Smartphones are meant to be headache-free compared with old-school computers. But malicious software written for Android devices can be even sneakier than the malware that invaded PCs.
The most prevalent form of Android malware scrapes small amounts of money from smartphone owners by making secret charges to their phone bills, according to a report published by Lookout, a mobile security company in San Francisco. This type of malware is called toll fraud, and it has the potential to fool plenty of people who don’t pay close attention to their phone bills every month.
But how does toll fraud work if the carriers control our bills? The process is actually very complex, said Derek Halliday, a product manager at Lookout.
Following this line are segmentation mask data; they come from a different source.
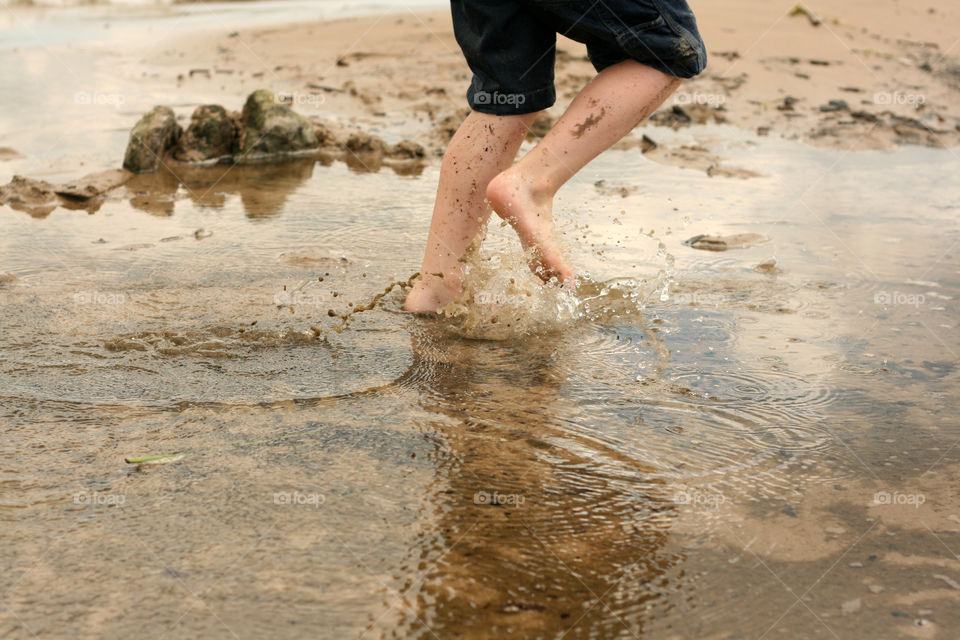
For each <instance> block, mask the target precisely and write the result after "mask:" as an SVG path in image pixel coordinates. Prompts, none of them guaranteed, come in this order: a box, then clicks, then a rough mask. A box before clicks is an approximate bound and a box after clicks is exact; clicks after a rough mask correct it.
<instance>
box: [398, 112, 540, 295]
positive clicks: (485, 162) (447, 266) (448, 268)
mask: <svg viewBox="0 0 960 640" xmlns="http://www.w3.org/2000/svg"><path fill="white" fill-rule="evenodd" d="M536 116H537V114H536V113H528V114H523V115H515V116H496V115H489V114H485V113H479V112H476V111H474V112H472V113H471V114H470V115H469V116H467V118H466V120H464V121H463V124H461V125H460V128H459V129H457V133H456V134H455V135H454V136H453V139H452V140H450V145H449V146H448V147H447V151H446V153H444V156H443V163H442V165H441V167H440V184H439V186H438V187H437V200H436V203H435V204H434V208H433V220H432V221H431V223H430V234H429V236H428V237H427V249H426V252H425V254H424V257H423V266H422V267H421V268H420V273H421V278H420V280H419V281H418V282H417V283H416V285H414V287H413V290H412V291H411V292H410V295H408V296H407V301H406V303H405V304H404V308H405V309H406V310H407V311H414V312H418V313H432V312H435V311H437V310H438V309H441V308H442V307H444V306H446V305H447V303H449V302H450V301H451V300H453V299H454V298H455V297H456V296H457V294H458V293H459V292H460V283H461V280H462V276H463V264H462V263H461V262H460V258H461V257H462V256H463V254H464V252H466V250H467V247H469V246H470V243H471V242H472V241H473V239H474V238H475V237H476V235H477V234H478V233H479V232H480V229H481V228H482V227H483V225H484V224H485V223H486V221H487V218H488V217H489V216H490V207H489V206H488V205H487V203H486V199H485V194H486V190H487V184H488V183H489V182H490V180H491V179H492V178H493V177H494V176H495V175H497V174H498V173H500V172H501V171H503V170H504V169H506V168H507V167H509V166H510V165H511V164H512V163H513V160H514V158H515V157H516V155H517V150H518V149H519V148H520V144H521V143H522V142H523V138H524V136H526V134H527V131H528V130H529V125H530V124H531V123H532V122H533V120H534V118H536ZM436 274H442V276H438V275H436Z"/></svg>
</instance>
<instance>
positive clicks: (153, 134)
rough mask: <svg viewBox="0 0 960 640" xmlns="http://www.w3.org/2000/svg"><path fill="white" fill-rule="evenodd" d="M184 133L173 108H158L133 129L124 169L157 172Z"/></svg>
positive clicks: (153, 108)
mask: <svg viewBox="0 0 960 640" xmlns="http://www.w3.org/2000/svg"><path fill="white" fill-rule="evenodd" d="M181 132H182V129H181V128H180V125H179V124H177V119H176V116H175V115H174V113H173V110H172V109H171V108H170V107H162V106H156V107H154V108H153V109H151V110H150V111H149V112H148V113H147V114H146V115H144V116H143V117H142V118H140V120H139V121H137V124H135V125H134V126H133V129H132V130H131V131H130V142H129V143H127V151H126V153H125V154H124V157H123V168H124V169H127V170H129V171H133V172H134V173H151V172H153V171H156V170H157V169H159V168H160V164H161V163H162V162H163V155H164V154H165V153H166V152H167V150H168V149H170V148H171V147H173V146H174V145H175V144H176V143H177V140H179V138H180V134H181Z"/></svg>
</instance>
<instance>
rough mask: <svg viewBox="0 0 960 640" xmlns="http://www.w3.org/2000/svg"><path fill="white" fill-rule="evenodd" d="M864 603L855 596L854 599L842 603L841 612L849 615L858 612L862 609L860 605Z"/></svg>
mask: <svg viewBox="0 0 960 640" xmlns="http://www.w3.org/2000/svg"><path fill="white" fill-rule="evenodd" d="M862 604H863V603H862V602H861V601H860V598H854V599H853V600H847V601H846V602H844V603H843V604H842V605H840V613H842V614H843V615H845V616H847V615H850V614H852V613H857V612H858V611H860V607H861V605H862Z"/></svg>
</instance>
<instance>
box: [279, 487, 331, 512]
mask: <svg viewBox="0 0 960 640" xmlns="http://www.w3.org/2000/svg"><path fill="white" fill-rule="evenodd" d="M326 501H327V497H326V496H325V495H323V494H322V493H300V492H299V491H278V492H276V493H274V494H273V504H295V505H309V506H313V507H316V508H318V509H319V508H320V505H322V504H323V503H325V502H326Z"/></svg>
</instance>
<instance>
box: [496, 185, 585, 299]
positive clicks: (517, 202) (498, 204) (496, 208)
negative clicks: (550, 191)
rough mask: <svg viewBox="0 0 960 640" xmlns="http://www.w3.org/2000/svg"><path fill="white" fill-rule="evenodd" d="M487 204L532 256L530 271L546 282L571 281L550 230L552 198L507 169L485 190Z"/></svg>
mask: <svg viewBox="0 0 960 640" xmlns="http://www.w3.org/2000/svg"><path fill="white" fill-rule="evenodd" d="M487 200H489V201H490V205H491V206H492V207H493V210H494V211H496V212H497V215H498V216H500V217H501V218H503V219H504V220H506V221H507V222H508V223H510V226H511V227H513V230H514V231H516V232H517V235H518V236H520V244H521V245H523V248H524V249H525V250H528V251H531V252H532V253H533V259H532V260H531V262H530V269H531V270H532V271H533V272H534V273H535V274H537V276H539V278H540V279H541V280H543V281H544V282H547V281H549V280H550V278H553V277H556V278H557V279H558V280H559V281H560V282H566V281H568V280H572V279H573V269H571V268H570V266H569V265H568V264H567V262H566V260H564V258H563V254H562V253H561V251H560V247H559V245H558V244H557V239H556V232H555V229H554V226H553V196H552V194H551V195H549V196H541V195H538V194H537V193H535V192H534V190H533V189H532V188H531V187H530V186H529V185H527V184H526V183H524V181H523V179H522V178H521V177H520V176H518V175H515V174H514V173H513V171H512V170H510V169H508V170H507V171H504V172H503V173H500V174H499V175H497V176H496V177H495V178H494V179H493V180H491V181H490V184H489V185H488V186H487Z"/></svg>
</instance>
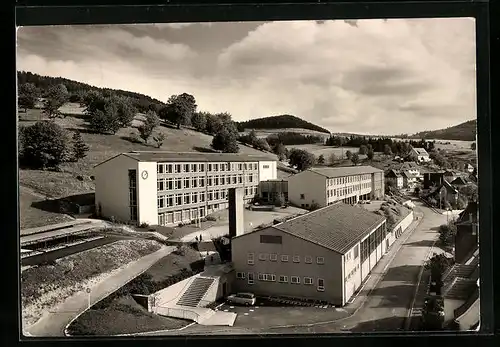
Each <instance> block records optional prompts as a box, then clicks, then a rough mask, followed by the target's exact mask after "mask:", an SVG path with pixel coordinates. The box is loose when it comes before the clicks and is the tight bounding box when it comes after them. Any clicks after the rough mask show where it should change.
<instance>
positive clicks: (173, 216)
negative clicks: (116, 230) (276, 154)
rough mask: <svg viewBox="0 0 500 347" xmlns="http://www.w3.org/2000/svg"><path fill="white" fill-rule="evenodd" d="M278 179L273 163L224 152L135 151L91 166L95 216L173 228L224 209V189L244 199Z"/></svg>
mask: <svg viewBox="0 0 500 347" xmlns="http://www.w3.org/2000/svg"><path fill="white" fill-rule="evenodd" d="M276 178H277V168H276V160H275V159H273V158H270V157H267V156H256V155H243V154H229V153H222V154H219V153H196V152H194V153H192V152H187V153H174V152H151V151H144V152H140V151H135V152H128V153H122V154H119V155H117V156H115V157H113V158H111V159H108V160H107V161H104V162H102V163H101V164H99V165H97V166H96V167H95V203H96V210H97V211H96V212H97V214H98V215H99V216H102V217H108V218H109V217H114V218H115V219H116V220H120V221H127V222H136V223H138V224H141V223H147V224H150V225H173V224H178V223H181V222H182V223H185V222H190V221H193V220H196V219H197V218H198V217H200V218H202V217H204V216H206V215H208V214H210V213H213V212H215V211H218V210H221V209H224V208H227V206H228V203H227V199H228V193H227V191H228V189H229V188H235V187H240V188H244V194H245V195H244V199H245V200H250V199H252V198H253V197H254V196H255V195H256V193H257V187H258V185H259V182H260V181H265V180H271V179H276Z"/></svg>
First, it helps to understand a legitimate transaction involving text messages. Say, for example, a person wants to send a text message to a service to buy a new ringtone. When this happens, the cellular network forwards the text message to a middleman service, which handles the transaction between the wireless provider and the ringtone provider. The ringtone provider then shoots a message to the cellphone owner asking for confirmation of the order. When the customer confirms the order, he receives the ringtone, his cellphone bill is charged, and the carrier takes a cut and gives the rest of the money to the ringtone provider and the middleman service.
Here’s how toll fraud works: A person downloads a malicious app. The app invisibly sends a text message to a service that uses a middleman service that has a relationship with the malware author. A confirmation message is sent back to the malware, which blocks it from being seen by the customer and confirms the charge. The charge goes to the user’s bill, and the carrier takes its cut and gives the rest of the money to the service and the middleman, and thus the malware author.
In its report, Lookout estimates that from the beginning of 2012 to the end of 2013, 18 million Android users may encounter malware. About 72 percent of the malware that Lookout detected this year was toll fraud, and the company expects this number to grow, because even though the process is complex, the code isn’t difficult to replicate. The company advised cellphone owners to regularly check their bills for suspicious charges.